It’s easy to find yourself in out-of-control credit-card debt. All it takes is the decision to put a fancy vacation on your card. If you come home, and then find yourself in the throes of a difficult and costly health condition, you may be tempted to charge your medical expenses on your card. Then, you’ll really be in trouble.
If you’re having a hard time with credit-card debt — or if you simply own a credit card — take a look at the following three tips. They might help you maintain a good credit standing:
1. It’s often better to take out a short-term loan if you need to make a sizable purchase
High credit card interest rates will make it hard and slow to pay off your debt. If you’re planning to make a purchase of several thousand dollars, you might want to get a short-term loan instead — especially if you don’t play to pay off the purchase for a year or more. A short-term loan will have lower interest rates and it could save you several hundred dollars in the long run.

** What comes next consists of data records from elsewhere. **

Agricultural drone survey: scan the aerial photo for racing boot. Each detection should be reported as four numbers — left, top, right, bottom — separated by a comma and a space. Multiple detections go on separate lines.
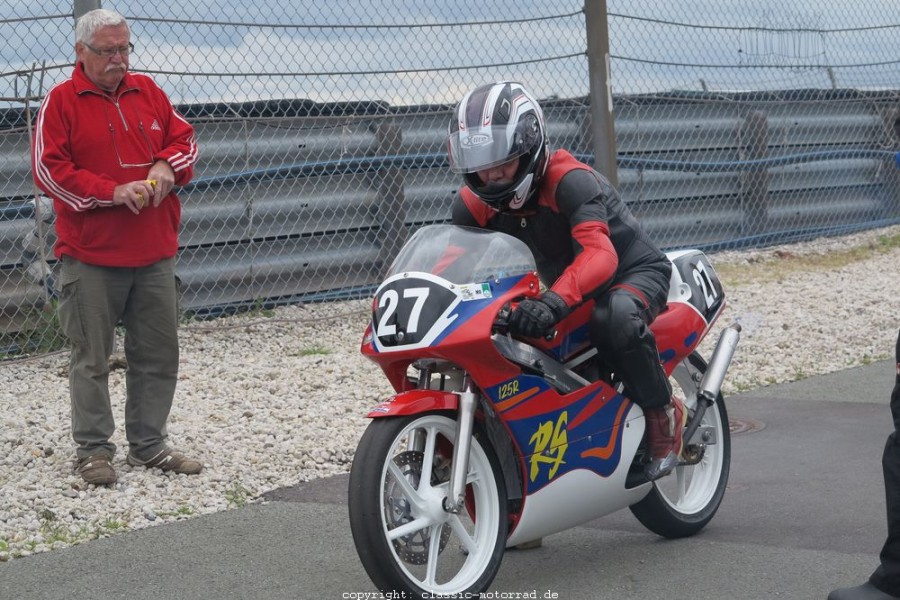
644, 396, 687, 481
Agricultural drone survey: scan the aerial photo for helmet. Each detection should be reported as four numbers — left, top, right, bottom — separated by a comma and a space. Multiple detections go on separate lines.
447, 81, 547, 211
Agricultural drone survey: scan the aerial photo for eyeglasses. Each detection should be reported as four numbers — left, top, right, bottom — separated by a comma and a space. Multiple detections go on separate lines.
82, 42, 134, 58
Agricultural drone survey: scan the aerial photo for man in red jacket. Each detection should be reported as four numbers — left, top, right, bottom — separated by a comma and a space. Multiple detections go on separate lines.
448, 81, 687, 480
32, 9, 202, 485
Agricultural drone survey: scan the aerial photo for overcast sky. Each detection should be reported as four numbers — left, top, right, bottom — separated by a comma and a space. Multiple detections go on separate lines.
0, 0, 900, 104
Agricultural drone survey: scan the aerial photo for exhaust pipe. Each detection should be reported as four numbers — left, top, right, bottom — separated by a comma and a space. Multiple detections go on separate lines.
684, 323, 741, 446
697, 323, 741, 405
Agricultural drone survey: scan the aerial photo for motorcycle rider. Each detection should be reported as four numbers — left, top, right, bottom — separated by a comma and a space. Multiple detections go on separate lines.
448, 81, 687, 480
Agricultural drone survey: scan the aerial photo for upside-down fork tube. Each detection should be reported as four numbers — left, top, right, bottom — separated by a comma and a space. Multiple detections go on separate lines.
444, 375, 478, 514
684, 323, 741, 440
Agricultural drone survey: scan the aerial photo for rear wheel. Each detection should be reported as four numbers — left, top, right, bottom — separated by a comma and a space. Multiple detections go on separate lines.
349, 413, 507, 598
631, 352, 731, 538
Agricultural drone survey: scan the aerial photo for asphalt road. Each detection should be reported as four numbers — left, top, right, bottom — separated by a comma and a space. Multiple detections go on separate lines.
0, 362, 894, 600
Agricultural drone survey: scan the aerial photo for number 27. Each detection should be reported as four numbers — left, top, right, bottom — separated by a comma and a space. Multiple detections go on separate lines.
375, 288, 428, 337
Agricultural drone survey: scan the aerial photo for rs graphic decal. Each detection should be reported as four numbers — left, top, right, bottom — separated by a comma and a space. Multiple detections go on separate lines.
486, 375, 632, 494
529, 411, 569, 481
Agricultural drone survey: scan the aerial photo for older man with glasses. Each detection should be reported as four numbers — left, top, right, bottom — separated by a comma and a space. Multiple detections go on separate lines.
32, 9, 202, 485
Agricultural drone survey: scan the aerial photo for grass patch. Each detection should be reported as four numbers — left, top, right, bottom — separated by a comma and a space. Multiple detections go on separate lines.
297, 345, 331, 356
156, 504, 195, 518
225, 481, 252, 508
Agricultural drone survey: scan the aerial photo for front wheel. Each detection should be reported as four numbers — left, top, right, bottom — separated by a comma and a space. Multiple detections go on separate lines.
348, 413, 507, 598
631, 352, 731, 538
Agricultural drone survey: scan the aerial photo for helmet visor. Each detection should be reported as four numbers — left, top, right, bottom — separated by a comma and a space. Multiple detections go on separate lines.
447, 126, 530, 173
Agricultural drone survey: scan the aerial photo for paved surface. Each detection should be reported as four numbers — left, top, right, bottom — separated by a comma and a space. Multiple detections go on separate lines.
0, 362, 894, 600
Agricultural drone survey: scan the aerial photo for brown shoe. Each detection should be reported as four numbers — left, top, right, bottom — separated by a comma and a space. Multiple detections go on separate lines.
125, 448, 203, 475
644, 396, 687, 481
75, 454, 118, 485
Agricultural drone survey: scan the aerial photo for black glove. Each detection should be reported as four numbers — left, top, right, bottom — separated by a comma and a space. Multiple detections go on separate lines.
509, 292, 569, 337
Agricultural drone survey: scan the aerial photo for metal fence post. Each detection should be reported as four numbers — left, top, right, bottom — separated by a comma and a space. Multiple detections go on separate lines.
738, 110, 769, 234
584, 0, 619, 187
881, 106, 900, 217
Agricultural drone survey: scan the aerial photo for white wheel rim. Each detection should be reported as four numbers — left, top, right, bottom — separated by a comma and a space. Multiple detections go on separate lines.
656, 360, 728, 515
379, 415, 500, 594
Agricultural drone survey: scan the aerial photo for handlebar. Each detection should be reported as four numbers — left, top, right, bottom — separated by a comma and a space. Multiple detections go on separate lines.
491, 302, 559, 342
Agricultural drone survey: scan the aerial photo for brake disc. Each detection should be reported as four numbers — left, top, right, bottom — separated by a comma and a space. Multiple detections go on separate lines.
384, 450, 450, 565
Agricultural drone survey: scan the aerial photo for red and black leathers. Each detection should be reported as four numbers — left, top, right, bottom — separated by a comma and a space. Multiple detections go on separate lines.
32, 63, 197, 267
453, 150, 672, 408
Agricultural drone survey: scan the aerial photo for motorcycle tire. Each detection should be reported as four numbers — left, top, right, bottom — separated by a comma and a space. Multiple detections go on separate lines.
348, 412, 508, 598
630, 352, 731, 539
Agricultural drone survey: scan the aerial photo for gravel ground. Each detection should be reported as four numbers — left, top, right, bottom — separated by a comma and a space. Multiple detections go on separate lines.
0, 227, 900, 561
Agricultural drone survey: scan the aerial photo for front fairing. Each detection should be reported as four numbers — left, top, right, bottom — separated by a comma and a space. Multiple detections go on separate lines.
361, 225, 539, 391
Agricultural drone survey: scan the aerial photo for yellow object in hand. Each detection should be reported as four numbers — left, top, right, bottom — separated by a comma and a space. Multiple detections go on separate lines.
137, 179, 156, 208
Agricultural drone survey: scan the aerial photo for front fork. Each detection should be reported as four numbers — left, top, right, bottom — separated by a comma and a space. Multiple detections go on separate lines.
443, 375, 478, 514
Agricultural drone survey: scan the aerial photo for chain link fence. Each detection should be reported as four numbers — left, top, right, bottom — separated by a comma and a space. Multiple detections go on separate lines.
0, 0, 900, 358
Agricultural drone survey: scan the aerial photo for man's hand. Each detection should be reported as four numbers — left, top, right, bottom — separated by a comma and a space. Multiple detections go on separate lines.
509, 292, 569, 338
147, 160, 175, 206
113, 179, 158, 215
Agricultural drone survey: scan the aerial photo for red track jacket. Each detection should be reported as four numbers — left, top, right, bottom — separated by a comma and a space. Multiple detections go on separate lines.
32, 63, 197, 267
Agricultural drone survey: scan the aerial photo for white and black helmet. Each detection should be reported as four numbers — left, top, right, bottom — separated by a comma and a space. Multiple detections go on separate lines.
447, 81, 547, 211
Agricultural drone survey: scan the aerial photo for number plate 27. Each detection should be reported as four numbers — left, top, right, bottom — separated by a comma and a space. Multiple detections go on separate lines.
372, 273, 462, 352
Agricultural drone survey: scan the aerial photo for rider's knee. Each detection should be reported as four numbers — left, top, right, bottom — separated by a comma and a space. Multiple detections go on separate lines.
590, 291, 647, 353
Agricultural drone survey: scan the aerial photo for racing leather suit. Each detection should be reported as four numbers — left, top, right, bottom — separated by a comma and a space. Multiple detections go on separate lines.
453, 150, 672, 409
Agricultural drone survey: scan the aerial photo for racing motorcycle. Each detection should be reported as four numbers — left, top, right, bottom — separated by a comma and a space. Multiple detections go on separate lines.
348, 225, 740, 598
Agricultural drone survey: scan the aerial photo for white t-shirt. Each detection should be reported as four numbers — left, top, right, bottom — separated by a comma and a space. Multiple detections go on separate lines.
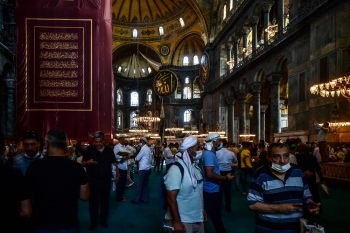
135, 144, 152, 170
164, 159, 204, 223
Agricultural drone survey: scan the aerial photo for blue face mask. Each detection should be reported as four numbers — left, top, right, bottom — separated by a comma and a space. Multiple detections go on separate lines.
216, 143, 224, 150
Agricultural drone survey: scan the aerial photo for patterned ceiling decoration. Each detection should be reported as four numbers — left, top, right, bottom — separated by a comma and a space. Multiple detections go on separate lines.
112, 0, 188, 27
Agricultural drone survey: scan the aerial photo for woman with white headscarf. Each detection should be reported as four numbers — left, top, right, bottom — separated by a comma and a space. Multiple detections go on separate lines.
164, 136, 206, 233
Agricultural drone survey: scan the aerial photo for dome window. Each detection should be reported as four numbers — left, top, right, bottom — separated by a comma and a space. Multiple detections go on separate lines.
132, 28, 137, 38
159, 27, 164, 36
183, 56, 190, 66
179, 18, 185, 28
193, 55, 199, 65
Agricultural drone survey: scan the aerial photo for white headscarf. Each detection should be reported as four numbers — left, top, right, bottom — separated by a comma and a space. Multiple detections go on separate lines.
179, 135, 198, 188
204, 133, 220, 150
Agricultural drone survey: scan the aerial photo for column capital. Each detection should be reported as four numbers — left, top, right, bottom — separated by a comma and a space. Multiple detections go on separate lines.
226, 96, 236, 105
261, 1, 273, 13
268, 74, 282, 84
232, 35, 241, 44
242, 27, 250, 36
250, 15, 260, 25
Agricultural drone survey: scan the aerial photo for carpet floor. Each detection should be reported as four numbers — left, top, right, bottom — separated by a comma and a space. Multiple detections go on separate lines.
79, 168, 350, 233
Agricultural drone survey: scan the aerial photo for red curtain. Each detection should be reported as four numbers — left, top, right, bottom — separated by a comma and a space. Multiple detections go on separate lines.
16, 0, 114, 139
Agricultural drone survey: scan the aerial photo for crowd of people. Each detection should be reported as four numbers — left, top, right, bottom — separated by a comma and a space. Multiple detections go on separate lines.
0, 126, 344, 233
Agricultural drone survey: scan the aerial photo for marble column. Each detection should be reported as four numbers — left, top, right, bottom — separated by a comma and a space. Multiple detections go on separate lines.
226, 43, 233, 69
226, 96, 235, 142
242, 27, 250, 59
252, 82, 261, 143
269, 74, 282, 142
262, 2, 272, 43
277, 0, 284, 32
250, 16, 260, 51
238, 90, 247, 142
233, 36, 240, 67
260, 105, 268, 141
4, 72, 16, 138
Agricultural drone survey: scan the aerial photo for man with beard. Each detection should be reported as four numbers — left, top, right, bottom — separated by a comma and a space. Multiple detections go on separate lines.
202, 133, 234, 233
13, 131, 43, 175
247, 143, 320, 233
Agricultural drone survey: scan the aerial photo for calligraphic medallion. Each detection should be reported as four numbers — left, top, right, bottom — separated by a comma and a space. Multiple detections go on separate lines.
199, 53, 210, 86
153, 70, 177, 97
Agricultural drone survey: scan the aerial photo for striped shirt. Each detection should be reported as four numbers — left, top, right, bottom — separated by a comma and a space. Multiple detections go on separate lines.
247, 164, 312, 233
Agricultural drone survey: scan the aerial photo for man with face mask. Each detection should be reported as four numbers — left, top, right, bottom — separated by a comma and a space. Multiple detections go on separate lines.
247, 143, 320, 233
13, 131, 43, 175
202, 133, 234, 233
164, 136, 206, 233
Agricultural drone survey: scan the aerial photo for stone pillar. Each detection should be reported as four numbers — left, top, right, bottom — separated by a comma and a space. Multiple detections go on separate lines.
226, 43, 233, 69
233, 36, 240, 67
238, 90, 247, 142
252, 82, 261, 143
269, 74, 282, 142
4, 72, 16, 138
262, 2, 272, 43
250, 16, 260, 51
277, 0, 284, 32
260, 105, 268, 141
242, 27, 249, 59
226, 96, 235, 142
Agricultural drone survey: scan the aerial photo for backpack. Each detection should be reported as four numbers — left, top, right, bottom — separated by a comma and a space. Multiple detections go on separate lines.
159, 162, 184, 210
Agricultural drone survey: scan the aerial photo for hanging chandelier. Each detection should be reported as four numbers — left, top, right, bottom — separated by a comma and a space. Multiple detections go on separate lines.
310, 75, 350, 102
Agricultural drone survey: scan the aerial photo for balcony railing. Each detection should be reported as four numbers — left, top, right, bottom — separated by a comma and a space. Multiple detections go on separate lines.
206, 0, 329, 91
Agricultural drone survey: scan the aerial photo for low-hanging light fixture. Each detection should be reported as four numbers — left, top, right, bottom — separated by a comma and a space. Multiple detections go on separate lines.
310, 75, 350, 102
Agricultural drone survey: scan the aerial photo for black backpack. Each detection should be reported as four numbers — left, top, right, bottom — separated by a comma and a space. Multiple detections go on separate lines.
159, 162, 184, 210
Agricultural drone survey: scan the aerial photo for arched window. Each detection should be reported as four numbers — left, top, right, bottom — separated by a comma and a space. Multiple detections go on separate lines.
222, 5, 226, 20
130, 91, 139, 106
184, 109, 192, 122
184, 87, 192, 99
183, 56, 190, 66
193, 55, 199, 65
147, 89, 152, 104
179, 18, 185, 28
117, 89, 123, 105
130, 112, 138, 128
117, 111, 123, 129
159, 27, 164, 36
132, 28, 137, 38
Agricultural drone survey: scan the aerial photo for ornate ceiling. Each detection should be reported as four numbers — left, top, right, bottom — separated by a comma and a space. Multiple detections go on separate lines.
112, 0, 208, 77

2. Having debt on your credit cards could hurt your credit rating
In some ways, it’s good to have some debt on your cards as your credit report will reflect that you are good at maintaining a healthy amount of debt and paying your bills on time. However, when your credit-card debt exceeds 30 percent of your debt limitations, you will be hurting your overall credit score. This could make it hard for you to get a car or home loan, so you might want to do your best to keep your credit card debt levels at a minimum.
What if you can’t pay down your credit card debt?
If you’re stuck in a debt spiral and you don’t know how you’re going to pay down your debt, you might want to explore various debt resolution options. Bankruptcy, for example, helps thousands of people every year to become credit-card debt free.